Über 68 % der befragten Mieter sind mit ihrer Wohnung insgesamt zufrieden, ein leichter Anstieg gegenüber 2019. Hier spielten vor allem der verbesserte Zustand von Fenstern und Türen sowie die Ausstattung der Wohnung und dabei besonders neue Wohnungseingangstüren und Sanitäreinrichtungen eine wichtige Rolle.
Diese Themen wurden von der gewobau seit der letzten Mieterbefragung des Jahres 2019 auch kontinuierlich bearbeitet. „Wir haben unter anderem mit unseren energetischen Sanierungen im Berliner Viertel und in anderen Wohnquartieren und unseren Modernisierungsmaßnahmen umfangreich in den Bestand investiert“, erklärt dazu Geschäftsführer Regenstein. Die teilnehmende Miethaushalte bestätigten, dass die Wohngebäude und Außenanlagen gut gepflegt sind (Noten 2 -2,5).

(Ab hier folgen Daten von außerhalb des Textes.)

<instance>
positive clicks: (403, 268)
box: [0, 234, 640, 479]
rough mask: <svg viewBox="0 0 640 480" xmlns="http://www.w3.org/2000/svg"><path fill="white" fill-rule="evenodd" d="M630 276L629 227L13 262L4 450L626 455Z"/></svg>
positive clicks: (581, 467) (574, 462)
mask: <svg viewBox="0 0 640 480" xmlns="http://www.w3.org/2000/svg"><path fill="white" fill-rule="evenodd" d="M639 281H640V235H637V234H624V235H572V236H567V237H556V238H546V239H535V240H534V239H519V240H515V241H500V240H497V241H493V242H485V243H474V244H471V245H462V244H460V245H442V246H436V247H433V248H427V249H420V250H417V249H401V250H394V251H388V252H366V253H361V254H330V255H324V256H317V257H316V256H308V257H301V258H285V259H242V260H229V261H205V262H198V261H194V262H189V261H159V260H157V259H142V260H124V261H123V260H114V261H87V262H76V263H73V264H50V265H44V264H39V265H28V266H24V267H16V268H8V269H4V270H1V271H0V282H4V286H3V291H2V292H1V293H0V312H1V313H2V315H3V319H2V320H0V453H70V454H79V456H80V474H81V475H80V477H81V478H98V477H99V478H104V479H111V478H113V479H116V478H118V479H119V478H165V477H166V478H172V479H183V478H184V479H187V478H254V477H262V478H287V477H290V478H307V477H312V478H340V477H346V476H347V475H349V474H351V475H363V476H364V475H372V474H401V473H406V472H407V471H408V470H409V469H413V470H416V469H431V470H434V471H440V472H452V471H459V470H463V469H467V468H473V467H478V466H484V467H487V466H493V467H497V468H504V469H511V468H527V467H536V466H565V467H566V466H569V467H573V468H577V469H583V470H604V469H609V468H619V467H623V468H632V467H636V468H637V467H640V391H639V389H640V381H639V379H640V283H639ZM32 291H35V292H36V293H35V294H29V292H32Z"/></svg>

Auch der Pflegezustand überzeugt: Für Wohngebäude und Außenanlagen vergaben die Mieterinnen und Mieter Noten zwischen 2,0 und 2,5. Die neugestalteten Eingangsbereiche und die bessere Beleuchtung der Zugangswege wirken sich ebenfalls positiv aus.

Wünsche für das Wohnumfeld

Im Wohnumfeld sahen die Befragten allerdings auch Optimierungsbedarf. Hier gab es Verbesserungswünsche zur Sauberkeit, zu den Müllplätzen und der richtigen Mülltrennung und zum Zustand der Treppenhäuser
Das Angebot an Spielplätzen und Grünflächen wird weiterhin mit gut bewertet.

Allerdings wünschen sich die Mieterinnen und Mieter ein größeres Parkplatzangebot, sehen zugleich aber auch eine Verkehrsbelastung im Wohngebiet.

Soziodemographische Daten als Ergänzung

Das Durchschnittsalter der gewobau Mieter (Haushaltsvorstand) liegt bei 53 Jahren; bei den Mieterhaushalten gibt es mit 36 % einen hohen Anteil an Familien; gefolgt von Singles / Paaren ab 65 Jahre (23,5%). Die Mieterhaushalte der gewobau umfassen durchschnittlich 2,5 Personen.
Das durchschnittliche Haushaltsnettoeinkommen beläuft sich auf 2.670 Euro. Haupteinkommensquelle ist bei 63% der Haushalte Erwerbs-/Berufstätigkeit, bei knapp 30% die Rente.